And having so decided they further concluded to see the crops off the ground, and then lose no time in carrying out their design. "Let's wait for the melya," said Asher, meaning the harvest-home, "and then off for Marky the Lord." The person who went by this name was one Mark Skillicorn, an advocate, of Ramsey, who combined the functions of pettifogger with those of money-lender and auctioneer. Marky the Lord was old, and plausible and facetious. He was a distant relative of the Fairbrothers by the side of their mother's French family; and it was a strange chain of circumstances that no big farmer ever got into trouble but he became a client of Marky the Lord's, that no client of Marky the Lord's did not in the end go altogether to the bad, and that poor Marky the Lord never had a client who did not die in his debt. Nevertheless Marky the Lord grew richer as his losses grew heavier, and more facetious as his years increased. Oh, he was a funny dog, was Marky the Lord; but there was just one dog on the island a shade or two funnier still, and that was Jacob Fairbrother. This thrifty soul had for many a year kept a nest of private savings, and even in the days when he and his brethren went down to make a poor mouth before their father at Castletown he had money secretly lent out on the conscientious interest of only three per cent. above the legal rate.
And thus it chanced that when Ballacraine was advertised in big letters on every barn door in the north of Mann, Jacob Fairbrother went down to Marky the Lord, and made a private bargain to buy it in again. So when the day of the sale came, and Marky the Lord strode over the fields with some thirty men—farmers, miners, advocates, and parsons—at his heels, and then drew up on the roadside by the "Hibernian," and there mounted the till-board of a cart for the final reckoning, little Jacob was too much moved to be present, though his brothers were there, all glooming around on the outside of the group, with their hands in their breeches pockets.
Ballacraine was knocked down cheap to somebody that nobody knew, and then came the work of the mortgages; so once again Jacob went off to Marky the Lord, and bargained to be made mortgagor, though no one was to be a whit the wiser. And ten per cent. he was to get from each of his five brothers for the use of the money which next day came back to his own hands.
Thus far all was straight dealing, but with the approach of the time to go to Iceland the complications grew thick. Jacob had so husbanded his money that while seeming to spend he still possessed it, and now he was troubled to know where to lodge that portion of it which he should not want in Iceland and might find it unsafe to take there. And while he was in the throes of his uncertainty his brothers—all save John—were in the travail of their own big conception.
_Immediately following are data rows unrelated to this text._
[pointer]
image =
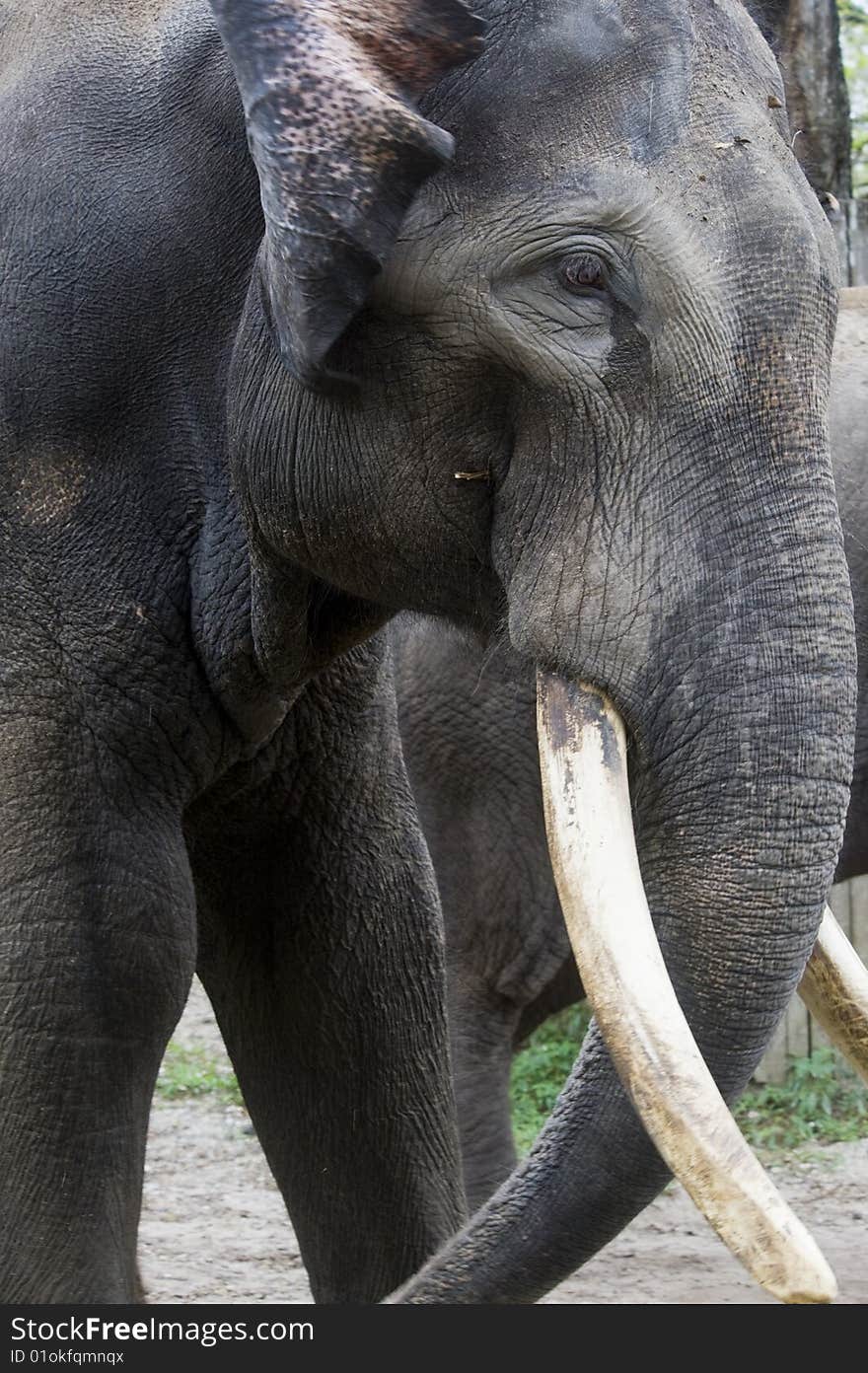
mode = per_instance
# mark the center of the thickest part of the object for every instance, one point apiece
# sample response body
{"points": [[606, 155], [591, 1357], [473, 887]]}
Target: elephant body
{"points": [[469, 727], [303, 323]]}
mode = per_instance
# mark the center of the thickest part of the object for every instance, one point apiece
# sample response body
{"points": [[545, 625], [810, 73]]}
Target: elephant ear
{"points": [[328, 90]]}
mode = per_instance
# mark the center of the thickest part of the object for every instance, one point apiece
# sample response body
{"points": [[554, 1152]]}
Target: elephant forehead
{"points": [[569, 77]]}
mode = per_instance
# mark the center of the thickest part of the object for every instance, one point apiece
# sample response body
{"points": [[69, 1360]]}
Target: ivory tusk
{"points": [[835, 991], [583, 753]]}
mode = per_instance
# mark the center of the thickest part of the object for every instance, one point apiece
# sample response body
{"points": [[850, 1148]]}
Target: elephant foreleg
{"points": [[322, 952]]}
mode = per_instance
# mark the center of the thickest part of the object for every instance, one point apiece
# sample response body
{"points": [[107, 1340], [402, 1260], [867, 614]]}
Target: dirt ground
{"points": [[214, 1228]]}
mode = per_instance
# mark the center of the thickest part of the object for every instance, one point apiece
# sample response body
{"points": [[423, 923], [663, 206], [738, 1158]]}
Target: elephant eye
{"points": [[583, 272]]}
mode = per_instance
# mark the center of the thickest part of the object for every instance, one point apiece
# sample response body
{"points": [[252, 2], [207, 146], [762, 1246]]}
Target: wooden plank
{"points": [[858, 916], [798, 1029]]}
Now Asher, Stean, Ross and Thurstan, having each made up his mind that he would go to Iceland also, had to consider how to get there, for their late bargaining had left them all penniless. The proceeds of the sale of Ballacraine were lodged with Jacob for Greeba, and Jacob also held as his own what had come to each man from his mortgage. So thinking that Jacob must have more than he could want, they approached him one by one, confidentially and slyly. And wondrous were the lies they told him, for they dare not confess that their sole need of money was to go to Iceland after him, and watch him that he did not cheat them when Greeba sent them all their fortunes in return for their brotherly love of her.
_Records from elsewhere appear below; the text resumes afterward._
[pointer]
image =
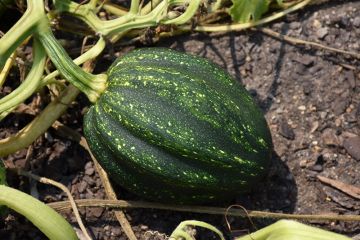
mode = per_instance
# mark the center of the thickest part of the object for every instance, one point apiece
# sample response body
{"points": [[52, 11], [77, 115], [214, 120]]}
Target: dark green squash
{"points": [[172, 126]]}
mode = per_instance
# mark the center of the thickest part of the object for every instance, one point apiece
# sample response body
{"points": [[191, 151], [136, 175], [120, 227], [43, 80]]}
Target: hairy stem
{"points": [[31, 83], [23, 28], [45, 218], [64, 205]]}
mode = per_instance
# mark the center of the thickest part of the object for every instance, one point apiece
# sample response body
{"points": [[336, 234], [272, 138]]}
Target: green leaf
{"points": [[243, 11]]}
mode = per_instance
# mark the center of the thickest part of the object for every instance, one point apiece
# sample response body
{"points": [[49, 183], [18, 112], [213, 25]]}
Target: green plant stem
{"points": [[40, 124], [291, 230], [180, 231], [4, 4], [5, 71], [242, 26], [90, 54], [91, 85], [23, 28], [31, 83], [131, 20], [64, 205], [114, 9], [134, 7], [64, 189], [53, 225], [47, 117], [187, 15]]}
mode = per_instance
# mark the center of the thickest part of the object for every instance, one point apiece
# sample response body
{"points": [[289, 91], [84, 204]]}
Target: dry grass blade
{"points": [[64, 189], [297, 41], [343, 187], [64, 205], [75, 136]]}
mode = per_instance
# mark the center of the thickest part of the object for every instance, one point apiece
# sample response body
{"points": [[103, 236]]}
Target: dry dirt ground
{"points": [[311, 99]]}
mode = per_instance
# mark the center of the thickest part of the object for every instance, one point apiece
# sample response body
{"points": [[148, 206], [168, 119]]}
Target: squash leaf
{"points": [[243, 11]]}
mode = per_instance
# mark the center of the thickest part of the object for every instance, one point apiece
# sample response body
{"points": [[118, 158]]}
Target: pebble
{"points": [[356, 22], [82, 186], [317, 168], [329, 137], [352, 146], [322, 32], [302, 108], [95, 211], [89, 171], [286, 131], [339, 105]]}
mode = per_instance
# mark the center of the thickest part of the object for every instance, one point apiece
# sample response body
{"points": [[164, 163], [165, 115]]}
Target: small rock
{"points": [[317, 168], [350, 77], [286, 131], [322, 32], [302, 108], [82, 186], [295, 25], [89, 171], [89, 180], [95, 211], [352, 146], [303, 163], [329, 137], [305, 60], [144, 227], [356, 22], [339, 106]]}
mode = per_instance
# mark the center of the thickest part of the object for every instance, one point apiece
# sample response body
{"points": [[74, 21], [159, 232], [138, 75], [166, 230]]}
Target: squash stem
{"points": [[52, 224], [286, 229], [30, 84], [91, 85], [48, 116], [21, 30]]}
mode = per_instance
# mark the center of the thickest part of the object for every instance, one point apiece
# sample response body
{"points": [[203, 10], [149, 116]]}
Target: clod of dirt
{"points": [[352, 146]]}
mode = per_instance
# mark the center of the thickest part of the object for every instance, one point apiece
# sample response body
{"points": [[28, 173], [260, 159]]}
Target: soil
{"points": [[311, 100]]}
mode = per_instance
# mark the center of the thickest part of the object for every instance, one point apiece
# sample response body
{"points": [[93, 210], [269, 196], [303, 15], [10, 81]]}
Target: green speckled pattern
{"points": [[172, 126]]}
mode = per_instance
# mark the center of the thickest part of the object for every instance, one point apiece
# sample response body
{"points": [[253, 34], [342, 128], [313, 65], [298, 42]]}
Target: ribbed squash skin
{"points": [[171, 126]]}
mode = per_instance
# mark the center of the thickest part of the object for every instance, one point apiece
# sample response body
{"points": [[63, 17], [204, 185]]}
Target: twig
{"points": [[64, 189], [64, 205], [343, 187], [5, 71], [297, 41], [120, 215], [242, 26], [70, 133]]}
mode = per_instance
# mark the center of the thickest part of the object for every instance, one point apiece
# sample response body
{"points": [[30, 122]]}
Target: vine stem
{"points": [[64, 189], [242, 26], [48, 116], [22, 29], [65, 205], [5, 71], [52, 224]]}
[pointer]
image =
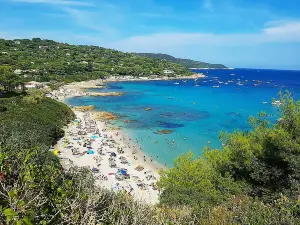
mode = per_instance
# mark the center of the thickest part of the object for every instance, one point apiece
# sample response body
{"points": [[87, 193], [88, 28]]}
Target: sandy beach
{"points": [[117, 162]]}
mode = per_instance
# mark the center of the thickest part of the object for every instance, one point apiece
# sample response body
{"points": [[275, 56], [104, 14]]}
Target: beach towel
{"points": [[90, 152]]}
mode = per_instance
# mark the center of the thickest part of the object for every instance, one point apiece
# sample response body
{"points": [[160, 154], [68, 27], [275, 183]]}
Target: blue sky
{"points": [[237, 33]]}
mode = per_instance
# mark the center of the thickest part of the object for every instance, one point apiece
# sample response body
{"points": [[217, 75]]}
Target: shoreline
{"points": [[141, 185]]}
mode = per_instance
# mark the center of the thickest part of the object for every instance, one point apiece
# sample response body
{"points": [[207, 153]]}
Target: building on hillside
{"points": [[168, 71], [33, 84]]}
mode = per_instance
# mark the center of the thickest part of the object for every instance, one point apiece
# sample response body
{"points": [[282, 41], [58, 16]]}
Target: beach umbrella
{"points": [[123, 172]]}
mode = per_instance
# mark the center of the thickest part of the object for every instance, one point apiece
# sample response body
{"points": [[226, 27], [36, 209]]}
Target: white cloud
{"points": [[58, 2], [91, 20]]}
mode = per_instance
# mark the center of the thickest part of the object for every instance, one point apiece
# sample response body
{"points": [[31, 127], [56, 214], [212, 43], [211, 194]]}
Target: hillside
{"points": [[184, 62], [46, 60]]}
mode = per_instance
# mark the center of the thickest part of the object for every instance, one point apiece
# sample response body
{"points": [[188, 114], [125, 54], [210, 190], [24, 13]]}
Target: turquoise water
{"points": [[195, 114]]}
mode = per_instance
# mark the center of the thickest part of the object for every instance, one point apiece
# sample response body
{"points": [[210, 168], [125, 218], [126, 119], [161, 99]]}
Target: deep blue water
{"points": [[195, 114]]}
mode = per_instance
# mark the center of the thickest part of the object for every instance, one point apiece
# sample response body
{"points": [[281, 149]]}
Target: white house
{"points": [[168, 71]]}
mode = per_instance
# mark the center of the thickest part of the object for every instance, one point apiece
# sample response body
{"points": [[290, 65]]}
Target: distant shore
{"points": [[143, 169]]}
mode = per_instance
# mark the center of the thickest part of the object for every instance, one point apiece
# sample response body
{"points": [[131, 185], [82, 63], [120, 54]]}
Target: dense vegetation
{"points": [[263, 164], [253, 180], [46, 60], [188, 63]]}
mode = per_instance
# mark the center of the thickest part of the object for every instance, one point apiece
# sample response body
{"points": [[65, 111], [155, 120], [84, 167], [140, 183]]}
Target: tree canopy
{"points": [[47, 60], [188, 63]]}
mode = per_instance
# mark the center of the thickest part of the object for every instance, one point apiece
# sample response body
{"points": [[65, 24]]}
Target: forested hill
{"points": [[184, 62], [50, 60]]}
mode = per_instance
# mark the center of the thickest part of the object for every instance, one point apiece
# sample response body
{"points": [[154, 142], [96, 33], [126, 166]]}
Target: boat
{"points": [[276, 103]]}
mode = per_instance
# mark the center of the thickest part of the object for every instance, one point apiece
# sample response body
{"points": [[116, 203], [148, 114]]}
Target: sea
{"points": [[194, 111]]}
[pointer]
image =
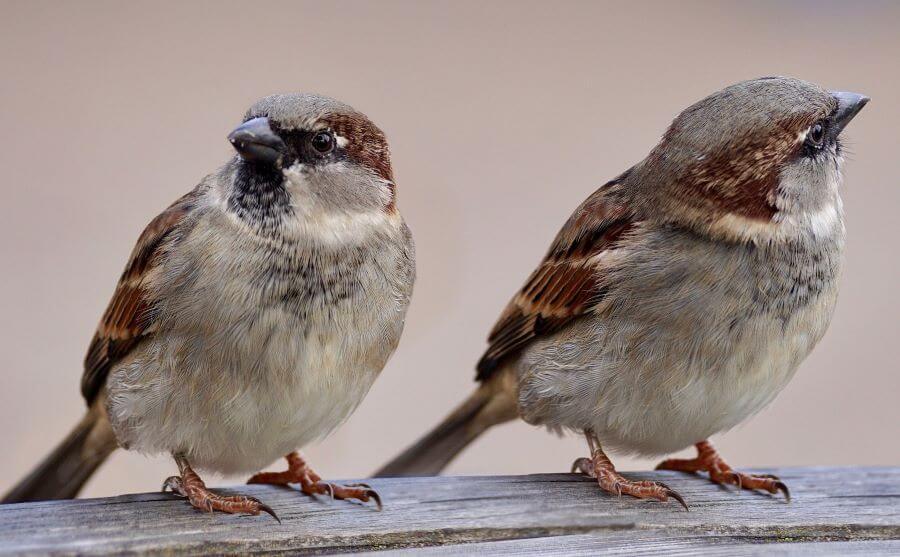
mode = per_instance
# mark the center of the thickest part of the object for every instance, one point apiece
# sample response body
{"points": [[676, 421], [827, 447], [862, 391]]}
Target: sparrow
{"points": [[254, 313], [680, 297]]}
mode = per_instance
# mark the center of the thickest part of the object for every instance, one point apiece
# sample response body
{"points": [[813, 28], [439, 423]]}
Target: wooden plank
{"points": [[502, 515]]}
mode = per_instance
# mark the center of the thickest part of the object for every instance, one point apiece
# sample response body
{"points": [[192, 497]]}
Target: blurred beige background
{"points": [[502, 118]]}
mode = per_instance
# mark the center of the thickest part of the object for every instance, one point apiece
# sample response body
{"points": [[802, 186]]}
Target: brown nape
{"points": [[366, 144], [741, 180]]}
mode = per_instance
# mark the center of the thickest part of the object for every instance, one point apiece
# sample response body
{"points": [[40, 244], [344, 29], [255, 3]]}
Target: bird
{"points": [[679, 298], [253, 314]]}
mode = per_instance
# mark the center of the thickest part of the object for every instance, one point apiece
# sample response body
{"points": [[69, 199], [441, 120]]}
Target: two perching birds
{"points": [[675, 303]]}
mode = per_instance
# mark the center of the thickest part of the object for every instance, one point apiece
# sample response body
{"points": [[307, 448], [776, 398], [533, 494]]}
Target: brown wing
{"points": [[567, 283], [131, 313]]}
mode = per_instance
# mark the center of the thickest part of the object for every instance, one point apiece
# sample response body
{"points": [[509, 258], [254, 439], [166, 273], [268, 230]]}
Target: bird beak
{"points": [[848, 105], [255, 141]]}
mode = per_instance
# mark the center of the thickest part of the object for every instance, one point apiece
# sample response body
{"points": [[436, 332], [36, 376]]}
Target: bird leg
{"points": [[599, 466], [311, 483], [188, 484], [709, 460]]}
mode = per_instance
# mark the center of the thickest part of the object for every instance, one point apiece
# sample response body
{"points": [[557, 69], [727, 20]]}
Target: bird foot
{"points": [[708, 460], [299, 472], [600, 468], [190, 485]]}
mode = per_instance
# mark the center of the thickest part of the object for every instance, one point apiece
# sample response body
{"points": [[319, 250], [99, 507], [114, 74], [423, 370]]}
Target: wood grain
{"points": [[834, 510]]}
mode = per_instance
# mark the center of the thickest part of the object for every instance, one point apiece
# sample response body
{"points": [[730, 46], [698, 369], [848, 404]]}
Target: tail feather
{"points": [[486, 407], [63, 473]]}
Thus Asher took Jacob aside and whispered, "I'm morthal hard pressed for a matter of five and thirty pound, boy—just five and thirty, for draining and fencing. I make bold to think you'll lend me the like of it, and six per cent. I'll be paying reg'lar."
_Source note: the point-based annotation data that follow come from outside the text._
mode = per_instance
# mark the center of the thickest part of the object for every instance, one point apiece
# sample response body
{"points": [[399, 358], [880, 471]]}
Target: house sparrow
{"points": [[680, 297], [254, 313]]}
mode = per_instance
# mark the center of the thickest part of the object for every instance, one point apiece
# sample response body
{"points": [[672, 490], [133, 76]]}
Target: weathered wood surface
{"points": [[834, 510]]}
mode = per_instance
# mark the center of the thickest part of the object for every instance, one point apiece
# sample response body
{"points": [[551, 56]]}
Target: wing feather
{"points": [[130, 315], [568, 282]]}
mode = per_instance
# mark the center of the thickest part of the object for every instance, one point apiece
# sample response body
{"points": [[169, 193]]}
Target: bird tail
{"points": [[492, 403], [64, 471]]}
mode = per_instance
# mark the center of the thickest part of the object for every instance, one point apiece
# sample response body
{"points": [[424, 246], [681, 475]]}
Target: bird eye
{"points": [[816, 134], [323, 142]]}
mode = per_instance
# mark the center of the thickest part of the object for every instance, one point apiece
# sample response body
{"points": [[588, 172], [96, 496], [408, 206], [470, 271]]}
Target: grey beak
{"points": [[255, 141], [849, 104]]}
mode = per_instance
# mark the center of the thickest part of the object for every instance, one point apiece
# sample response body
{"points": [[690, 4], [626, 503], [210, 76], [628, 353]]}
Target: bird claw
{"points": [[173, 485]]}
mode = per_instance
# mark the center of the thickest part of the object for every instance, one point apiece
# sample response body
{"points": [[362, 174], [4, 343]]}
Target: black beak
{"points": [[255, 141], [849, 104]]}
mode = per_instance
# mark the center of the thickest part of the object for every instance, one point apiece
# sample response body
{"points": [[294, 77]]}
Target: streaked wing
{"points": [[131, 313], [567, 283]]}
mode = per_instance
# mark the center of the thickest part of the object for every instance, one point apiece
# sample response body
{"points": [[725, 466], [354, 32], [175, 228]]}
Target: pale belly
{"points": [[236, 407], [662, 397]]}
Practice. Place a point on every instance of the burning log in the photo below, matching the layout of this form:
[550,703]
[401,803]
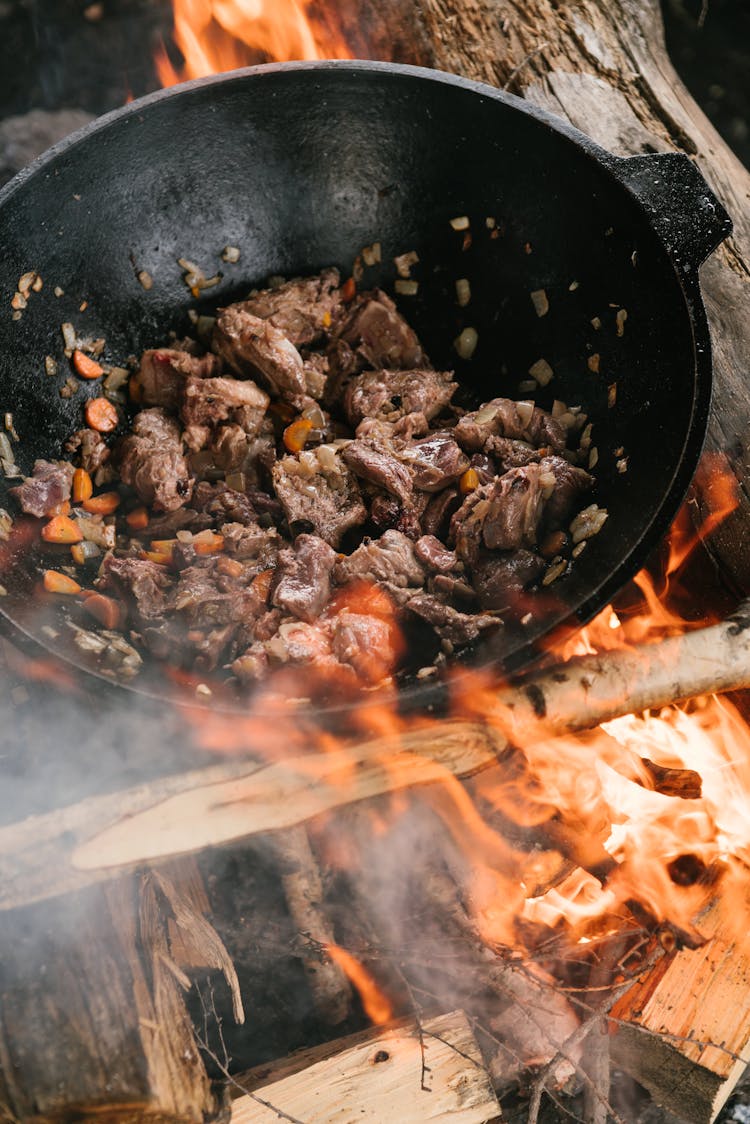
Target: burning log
[405,1072]
[93,1021]
[71,848]
[683,1033]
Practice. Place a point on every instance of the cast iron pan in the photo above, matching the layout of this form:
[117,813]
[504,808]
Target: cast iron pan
[301,165]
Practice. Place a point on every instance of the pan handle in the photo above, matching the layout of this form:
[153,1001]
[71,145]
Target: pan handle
[684,210]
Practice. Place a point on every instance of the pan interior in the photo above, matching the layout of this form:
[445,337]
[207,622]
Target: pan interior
[301,169]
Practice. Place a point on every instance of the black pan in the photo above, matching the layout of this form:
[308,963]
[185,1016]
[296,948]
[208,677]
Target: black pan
[301,165]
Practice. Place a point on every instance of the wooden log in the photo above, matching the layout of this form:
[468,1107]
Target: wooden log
[92,1023]
[404,1072]
[74,846]
[684,1032]
[603,65]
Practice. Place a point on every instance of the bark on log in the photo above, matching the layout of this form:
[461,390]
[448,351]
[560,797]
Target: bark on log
[378,1076]
[92,1021]
[603,65]
[71,848]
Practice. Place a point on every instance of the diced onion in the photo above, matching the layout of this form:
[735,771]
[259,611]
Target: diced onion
[466,343]
[540,301]
[541,371]
[462,292]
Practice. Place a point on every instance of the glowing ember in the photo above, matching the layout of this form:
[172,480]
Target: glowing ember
[215,36]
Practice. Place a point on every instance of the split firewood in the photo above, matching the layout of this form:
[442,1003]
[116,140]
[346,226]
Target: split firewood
[684,1033]
[87,842]
[405,1072]
[303,889]
[93,1021]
"Ah, I can't do it, Asher," said Jacob, "for old Marky the Lord has stripped me."
Then came Stean, plucking a bit of ling and looking careless, and he said, "I've got a fine thing on now. I can buy a yoke of ploughing oxen for thirty pound. Only thirty, and a dead bargain. Can you lend me the brass? But whisht's the word, for Ross is sneaking after them."
"Very sorry, Stean," said Jacob, "but Ross has been here before you, and I've just lent him the money."
Ross himself came next, and said, "I borrowed five-and-twenty pound from Stean a bit back, and he's not above threatening to sell me up for a dirty little debt like that. Maybe ye'd tide me over the trouble and say nothing to Stean."